Chemically Guided Functional Profiling Tutorial
Please visit here for our tutorial on chemically guided functional profiling. For additional information, please refer to: B. J. Levin*, Y. Y. Huang* et al. Science 355, eaai8386 (2017).
The human gut contains trillions of microbial inhabitants, making it one of the most densely populated environments on the planet. The symbiosis between these organisms and the human host is extremely complex, and we are only beginning to understand the impact of the gut microbiota on human biology. Knowledge of the chemical reactions performed and compounds produced by gut microbes will provide new insights into their roles in influencing human health. By studying the gene content of the human gut microbiome and the enzymes encoded by these genes, we hope to better understand the chemical capabilities of this microbial community. However, the activities of the vast majority of enzymes found in microbiomes are unknown.
We have developed a bioinformatics workflow to guide studies of genes and enzymes in microbiomes, including enzymes of unknown function. Our approach, which we call “chemically guided functional profiling”, uses a molecular understanding of a large enzyme superfamily to guide the identification and quantitation of different family members in metagenomes and metatranscriptomes. To begin, a “sequence similarity network” (SSN) analysis is used to computationally divide a large number of enzyme sequences into groups that are likely to share the same activity.
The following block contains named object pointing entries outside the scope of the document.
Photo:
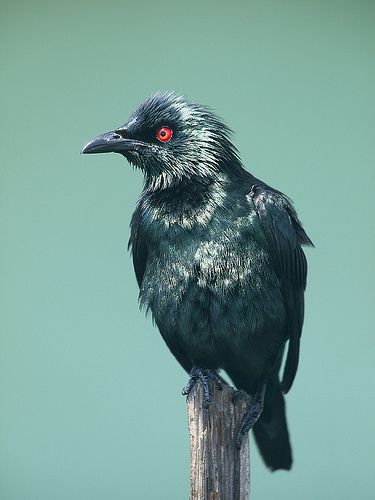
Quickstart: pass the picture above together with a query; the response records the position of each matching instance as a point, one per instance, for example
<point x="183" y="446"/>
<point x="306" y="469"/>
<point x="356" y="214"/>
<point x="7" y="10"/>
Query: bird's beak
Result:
<point x="110" y="142"/>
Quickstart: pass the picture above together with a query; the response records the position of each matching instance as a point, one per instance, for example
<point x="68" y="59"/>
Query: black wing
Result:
<point x="285" y="236"/>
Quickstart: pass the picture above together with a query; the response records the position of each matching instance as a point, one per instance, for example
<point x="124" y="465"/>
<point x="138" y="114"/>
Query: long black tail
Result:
<point x="271" y="430"/>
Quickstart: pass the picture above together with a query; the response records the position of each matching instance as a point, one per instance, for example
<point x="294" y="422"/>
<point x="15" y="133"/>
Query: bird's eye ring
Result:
<point x="164" y="134"/>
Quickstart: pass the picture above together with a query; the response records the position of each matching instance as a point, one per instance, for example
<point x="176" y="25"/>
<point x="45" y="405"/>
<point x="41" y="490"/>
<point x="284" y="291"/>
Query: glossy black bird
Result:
<point x="218" y="258"/>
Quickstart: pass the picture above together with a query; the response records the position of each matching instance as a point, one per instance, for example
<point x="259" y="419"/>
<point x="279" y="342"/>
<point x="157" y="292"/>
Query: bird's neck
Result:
<point x="189" y="201"/>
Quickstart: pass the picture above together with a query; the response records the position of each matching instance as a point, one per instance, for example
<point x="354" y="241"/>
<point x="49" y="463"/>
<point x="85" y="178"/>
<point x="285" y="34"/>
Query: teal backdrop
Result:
<point x="91" y="404"/>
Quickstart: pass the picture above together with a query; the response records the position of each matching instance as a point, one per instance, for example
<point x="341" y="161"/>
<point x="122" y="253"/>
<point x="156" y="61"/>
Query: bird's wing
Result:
<point x="285" y="236"/>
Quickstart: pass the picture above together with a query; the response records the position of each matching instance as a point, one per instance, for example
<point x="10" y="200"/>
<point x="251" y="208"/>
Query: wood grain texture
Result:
<point x="218" y="470"/>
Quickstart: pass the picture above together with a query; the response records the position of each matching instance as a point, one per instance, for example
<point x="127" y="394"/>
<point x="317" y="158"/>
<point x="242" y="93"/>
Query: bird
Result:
<point x="218" y="258"/>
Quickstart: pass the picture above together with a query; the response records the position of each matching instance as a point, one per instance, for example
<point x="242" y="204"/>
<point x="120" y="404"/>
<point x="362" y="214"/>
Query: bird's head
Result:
<point x="170" y="139"/>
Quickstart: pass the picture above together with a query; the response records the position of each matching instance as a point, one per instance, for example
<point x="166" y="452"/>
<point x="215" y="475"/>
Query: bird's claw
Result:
<point x="203" y="375"/>
<point x="253" y="412"/>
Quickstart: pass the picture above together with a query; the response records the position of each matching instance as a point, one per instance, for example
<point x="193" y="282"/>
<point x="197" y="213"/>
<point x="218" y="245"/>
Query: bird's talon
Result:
<point x="203" y="375"/>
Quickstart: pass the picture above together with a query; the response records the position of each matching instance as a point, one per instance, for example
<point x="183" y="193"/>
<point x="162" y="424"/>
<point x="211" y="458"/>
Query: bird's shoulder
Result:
<point x="283" y="230"/>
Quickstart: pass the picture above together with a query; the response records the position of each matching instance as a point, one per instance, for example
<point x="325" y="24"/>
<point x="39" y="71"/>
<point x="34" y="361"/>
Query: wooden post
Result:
<point x="218" y="470"/>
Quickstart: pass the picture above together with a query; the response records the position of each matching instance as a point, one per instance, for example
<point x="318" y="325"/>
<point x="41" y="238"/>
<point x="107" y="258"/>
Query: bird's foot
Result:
<point x="203" y="375"/>
<point x="253" y="412"/>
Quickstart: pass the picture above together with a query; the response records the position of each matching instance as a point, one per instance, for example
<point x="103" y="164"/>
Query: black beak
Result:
<point x="111" y="142"/>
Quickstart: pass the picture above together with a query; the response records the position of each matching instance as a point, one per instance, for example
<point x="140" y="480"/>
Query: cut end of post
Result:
<point x="218" y="468"/>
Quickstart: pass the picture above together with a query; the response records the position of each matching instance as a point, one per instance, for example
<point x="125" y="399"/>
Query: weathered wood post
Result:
<point x="218" y="470"/>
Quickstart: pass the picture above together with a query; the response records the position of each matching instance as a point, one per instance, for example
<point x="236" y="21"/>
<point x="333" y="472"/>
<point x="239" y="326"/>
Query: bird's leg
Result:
<point x="203" y="375"/>
<point x="253" y="412"/>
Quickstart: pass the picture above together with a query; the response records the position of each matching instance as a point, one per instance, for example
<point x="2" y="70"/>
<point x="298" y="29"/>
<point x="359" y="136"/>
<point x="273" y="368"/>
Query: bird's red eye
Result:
<point x="164" y="134"/>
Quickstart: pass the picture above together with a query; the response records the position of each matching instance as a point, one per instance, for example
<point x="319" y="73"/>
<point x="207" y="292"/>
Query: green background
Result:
<point x="91" y="404"/>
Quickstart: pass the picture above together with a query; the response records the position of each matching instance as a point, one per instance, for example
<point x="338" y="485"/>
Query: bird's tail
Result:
<point x="271" y="430"/>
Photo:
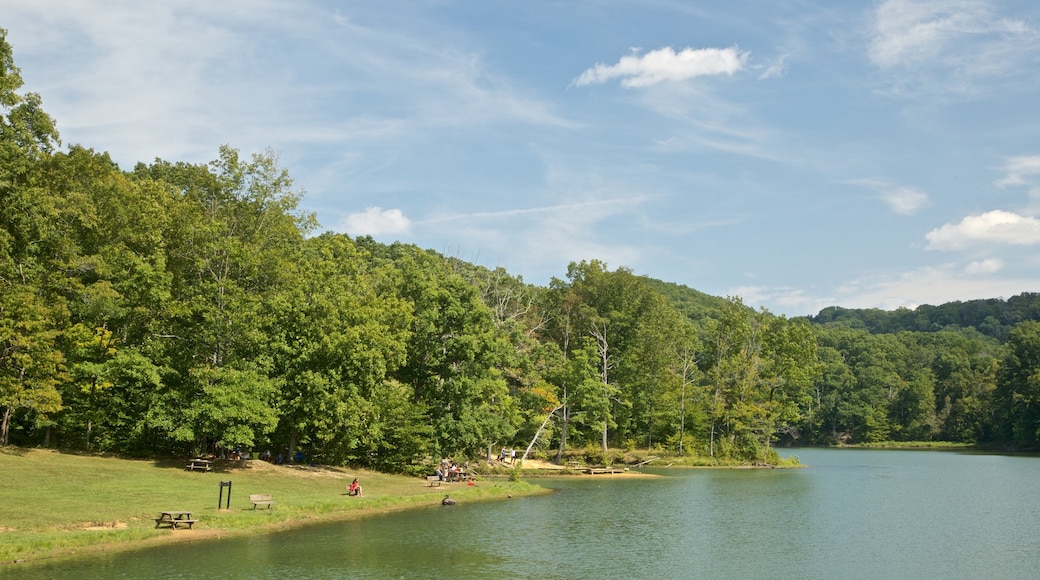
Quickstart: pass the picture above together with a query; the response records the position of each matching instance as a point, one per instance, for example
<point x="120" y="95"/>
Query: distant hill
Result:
<point x="992" y="317"/>
<point x="693" y="304"/>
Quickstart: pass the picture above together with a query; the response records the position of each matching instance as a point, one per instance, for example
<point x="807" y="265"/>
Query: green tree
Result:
<point x="1018" y="387"/>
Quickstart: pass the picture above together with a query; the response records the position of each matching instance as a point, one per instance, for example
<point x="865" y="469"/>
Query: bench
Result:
<point x="204" y="465"/>
<point x="174" y="519"/>
<point x="260" y="499"/>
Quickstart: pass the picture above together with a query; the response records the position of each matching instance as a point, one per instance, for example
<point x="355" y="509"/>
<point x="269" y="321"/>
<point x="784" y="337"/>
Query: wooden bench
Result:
<point x="203" y="465"/>
<point x="260" y="499"/>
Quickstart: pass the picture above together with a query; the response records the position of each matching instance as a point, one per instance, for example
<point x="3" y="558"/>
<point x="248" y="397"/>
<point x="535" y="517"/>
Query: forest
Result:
<point x="178" y="308"/>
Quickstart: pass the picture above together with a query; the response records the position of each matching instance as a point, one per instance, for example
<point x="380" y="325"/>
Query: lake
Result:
<point x="851" y="513"/>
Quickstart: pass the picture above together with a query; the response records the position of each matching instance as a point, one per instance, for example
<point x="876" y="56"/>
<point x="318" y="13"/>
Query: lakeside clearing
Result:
<point x="58" y="505"/>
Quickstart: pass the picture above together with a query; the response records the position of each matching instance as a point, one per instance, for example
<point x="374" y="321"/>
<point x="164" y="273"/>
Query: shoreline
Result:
<point x="175" y="536"/>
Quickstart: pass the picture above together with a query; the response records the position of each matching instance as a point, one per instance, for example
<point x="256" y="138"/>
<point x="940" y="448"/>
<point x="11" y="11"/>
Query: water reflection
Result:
<point x="852" y="515"/>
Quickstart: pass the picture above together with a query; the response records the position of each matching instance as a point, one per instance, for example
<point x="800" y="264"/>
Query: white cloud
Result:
<point x="904" y="201"/>
<point x="934" y="285"/>
<point x="909" y="32"/>
<point x="666" y="64"/>
<point x="943" y="48"/>
<point x="1018" y="168"/>
<point x="374" y="221"/>
<point x="990" y="265"/>
<point x="992" y="227"/>
<point x="776" y="70"/>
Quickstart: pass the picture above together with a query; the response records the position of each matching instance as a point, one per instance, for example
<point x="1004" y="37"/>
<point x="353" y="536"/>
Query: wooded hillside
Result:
<point x="180" y="308"/>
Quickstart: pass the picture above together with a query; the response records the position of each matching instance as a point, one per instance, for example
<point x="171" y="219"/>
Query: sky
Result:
<point x="798" y="155"/>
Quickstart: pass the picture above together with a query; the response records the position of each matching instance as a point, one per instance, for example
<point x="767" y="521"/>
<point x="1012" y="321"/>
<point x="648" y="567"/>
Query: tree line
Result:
<point x="177" y="308"/>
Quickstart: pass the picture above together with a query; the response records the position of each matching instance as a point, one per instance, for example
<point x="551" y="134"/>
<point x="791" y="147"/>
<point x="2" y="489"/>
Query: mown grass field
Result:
<point x="56" y="504"/>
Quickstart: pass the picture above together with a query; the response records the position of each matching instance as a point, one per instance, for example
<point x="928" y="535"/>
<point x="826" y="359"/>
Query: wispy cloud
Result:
<point x="901" y="199"/>
<point x="987" y="266"/>
<point x="904" y="201"/>
<point x="375" y="221"/>
<point x="947" y="45"/>
<point x="1017" y="170"/>
<point x="993" y="227"/>
<point x="933" y="285"/>
<point x="666" y="64"/>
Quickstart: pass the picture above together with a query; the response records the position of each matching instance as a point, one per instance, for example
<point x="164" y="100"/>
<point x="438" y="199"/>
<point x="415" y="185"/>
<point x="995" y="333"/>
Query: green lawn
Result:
<point x="56" y="504"/>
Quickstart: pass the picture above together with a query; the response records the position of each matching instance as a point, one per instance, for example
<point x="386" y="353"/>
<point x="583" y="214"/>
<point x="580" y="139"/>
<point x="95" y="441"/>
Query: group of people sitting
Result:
<point x="354" y="489"/>
<point x="449" y="470"/>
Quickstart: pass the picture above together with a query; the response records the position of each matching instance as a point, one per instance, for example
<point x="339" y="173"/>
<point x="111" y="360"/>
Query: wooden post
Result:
<point x="221" y="500"/>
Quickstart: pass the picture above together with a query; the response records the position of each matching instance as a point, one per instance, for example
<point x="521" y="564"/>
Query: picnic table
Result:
<point x="175" y="519"/>
<point x="460" y="475"/>
<point x="200" y="464"/>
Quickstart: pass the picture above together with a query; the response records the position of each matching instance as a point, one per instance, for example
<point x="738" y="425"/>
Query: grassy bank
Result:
<point x="56" y="504"/>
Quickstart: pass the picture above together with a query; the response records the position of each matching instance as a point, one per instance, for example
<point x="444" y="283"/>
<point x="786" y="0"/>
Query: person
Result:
<point x="355" y="489"/>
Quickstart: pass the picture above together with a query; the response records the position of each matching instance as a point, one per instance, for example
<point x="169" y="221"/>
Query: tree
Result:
<point x="1018" y="387"/>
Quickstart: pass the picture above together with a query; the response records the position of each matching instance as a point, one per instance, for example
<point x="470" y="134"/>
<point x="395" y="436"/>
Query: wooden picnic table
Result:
<point x="200" y="464"/>
<point x="460" y="475"/>
<point x="174" y="519"/>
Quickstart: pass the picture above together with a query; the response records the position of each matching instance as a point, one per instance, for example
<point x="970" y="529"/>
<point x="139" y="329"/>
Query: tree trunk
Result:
<point x="563" y="433"/>
<point x="4" y="426"/>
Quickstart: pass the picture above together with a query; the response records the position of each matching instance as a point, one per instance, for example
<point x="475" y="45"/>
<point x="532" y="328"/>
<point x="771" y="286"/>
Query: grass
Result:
<point x="56" y="504"/>
<point x="914" y="445"/>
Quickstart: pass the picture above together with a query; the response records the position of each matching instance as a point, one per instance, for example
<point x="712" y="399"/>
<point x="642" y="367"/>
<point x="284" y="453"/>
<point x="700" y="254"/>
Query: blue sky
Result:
<point x="796" y="154"/>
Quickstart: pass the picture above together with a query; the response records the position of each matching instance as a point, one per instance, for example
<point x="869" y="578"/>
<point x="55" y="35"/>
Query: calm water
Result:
<point x="853" y="513"/>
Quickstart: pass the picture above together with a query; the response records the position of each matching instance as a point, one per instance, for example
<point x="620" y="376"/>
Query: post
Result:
<point x="221" y="500"/>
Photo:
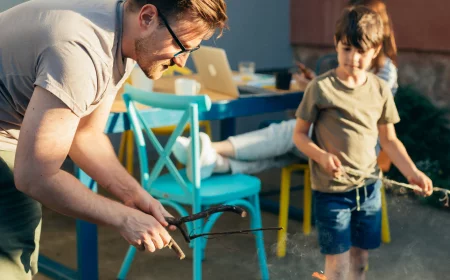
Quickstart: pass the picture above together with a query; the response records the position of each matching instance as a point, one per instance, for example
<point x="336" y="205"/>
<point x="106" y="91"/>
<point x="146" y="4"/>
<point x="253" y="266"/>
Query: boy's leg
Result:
<point x="20" y="226"/>
<point x="359" y="258"/>
<point x="333" y="215"/>
<point x="366" y="230"/>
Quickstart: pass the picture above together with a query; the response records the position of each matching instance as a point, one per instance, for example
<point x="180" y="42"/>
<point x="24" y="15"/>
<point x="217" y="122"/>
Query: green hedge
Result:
<point x="424" y="130"/>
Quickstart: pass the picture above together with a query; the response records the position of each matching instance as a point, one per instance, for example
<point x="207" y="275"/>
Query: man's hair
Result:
<point x="360" y="27"/>
<point x="210" y="12"/>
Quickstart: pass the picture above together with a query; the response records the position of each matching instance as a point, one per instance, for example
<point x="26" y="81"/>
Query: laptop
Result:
<point x="215" y="74"/>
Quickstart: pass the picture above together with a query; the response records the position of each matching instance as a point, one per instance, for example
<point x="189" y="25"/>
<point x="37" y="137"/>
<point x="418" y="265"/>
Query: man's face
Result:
<point x="155" y="49"/>
<point x="354" y="61"/>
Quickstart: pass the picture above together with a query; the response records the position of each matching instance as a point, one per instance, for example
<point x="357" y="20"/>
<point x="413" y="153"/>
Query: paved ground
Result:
<point x="419" y="249"/>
The quantitative metagenomics program ShortBRED can then identify short peptide markers that are unique to highly similar enzyme sequences and quantify the abundance of these markers in raw metagenomic datasets. The markers are then mapped back to clusters from the SSN to assess the abundance of individual enzymes in that metagenome. Because this approach provides information about the relative abundance of enzyme family members with both known and unknown activities, it can provide new insights about important microbial functions and it can prioritize uncharacterized enzymes for further study based on their distribution and abundance in microbial communities. We have used chemically guided functional profiling to identify members of the glycyl radical enzyme family in Human Microbiome Project sequencing datasets, and we anticipate that this approach will be readily extended to additional enzyme families and microbial communities.